MORE HOPE … My friend Lawrence de Bivort gave the third in series of lectures at the Wilkinson Library this same week, Crafting a Desirable Human Future. Lots of hope in the air locally even as the national and international scene seem more hopeless day by day. Nevertheless, I can’t do justice to Lawry’s insights this week … So expect a capsule summary in a column to follow.
AVATAR … Since I’ve never been to the Egyptian Theater in Delta, and that was the closest movie house offering the film phenom Avatar in 3-D, I drove my son and two of his buddies to Delta for the matinee last Saturday ... Opened in 1928, the 750-seat movie house was designed by architect Montana Fallis (this is not a porn novel, and I’m not making this up) who also designed the landmark Mayan Theater on Broadway in Denver.
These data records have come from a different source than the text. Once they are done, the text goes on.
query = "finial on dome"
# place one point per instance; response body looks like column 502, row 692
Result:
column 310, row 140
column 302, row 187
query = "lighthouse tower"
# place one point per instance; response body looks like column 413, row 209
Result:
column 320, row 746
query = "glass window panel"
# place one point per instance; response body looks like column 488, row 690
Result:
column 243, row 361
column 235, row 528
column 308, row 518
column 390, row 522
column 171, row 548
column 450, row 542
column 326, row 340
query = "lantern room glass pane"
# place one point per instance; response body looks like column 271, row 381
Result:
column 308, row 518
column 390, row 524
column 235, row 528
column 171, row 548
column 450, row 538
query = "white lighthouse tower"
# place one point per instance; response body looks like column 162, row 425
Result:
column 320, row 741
Famed for its Art Deco Egyptian style, the Delta theater was registered on the National Register of Historic Buildings in 1993 and completely renovated in 1996 … Speaking of hope, it gives me great hope to see such widespread popularity for an anti-military movie about Gaia consciousness in the midst of a nation at war. Everyone I’ve talked to has heard about it, seen it and/or liked it (a lot). The special effects are dazzling. The story line tugs at your heart. And the good guys win in the end. It’s a winning combo … But more than that, it’s a serious blow to the military culture that’s developed with the two long wars that we’ve been forced (some would say tricked) into fighting in the Middle (and Far) East … I think Avatar is a symptom of war fatigue and a growing disenchantment with American foreign policy, whatever party is at the helm … And on a personal note, I found myself “talking” to trees on my evening dog walk in Norwood. I’m wondering if that will become a lasting habit in Avatar’s wake.
FALL BABY … I made it back from a political meet in Denver in time Friday to hear my new fav dance band at the marvelous Turn of the Century Saloon in Montrose – Fall Baby <http://fallbaby.com>. Lead guitarist is a buddy of mine, Doug Allee, and a wizard he is, riffing off licks for each and every song – many of them originals. Robert Fords plays the sticks, and sings lovely vocal harmony behind lead singer and rhythm guitarist Helene Cassarini. Bassist Melanie Kent rounds out the gender-balanced foursome … They got cooking. Folks of all ages were up and dancing. And it was a just past perigee full moon night – great music at one of the best dance venues in the region. Check out the band and the Saloon as soon as you can!
THE TALKING GOURD TC \l1 "
George Tsongas passed away in San Francisco at 81. San Francisco Weekly named him Best Non-Beat Poet of 2008. He was a fixture in the Bay Area scene since 1945, living through the heyday of the Beats, but dismissive of many of them for their inflated egos. He was a co-founder of that legendary hippie rag, the San Francisco Oracle. Jack Mueller of Log Hill Village was a fellow habitué of Café Trieste, where Tsongas hung out. He sent me some words about Tsongas, but the computer ate my cat and that email, so Jack’s epitaph for this interesting man may have to wait a bit.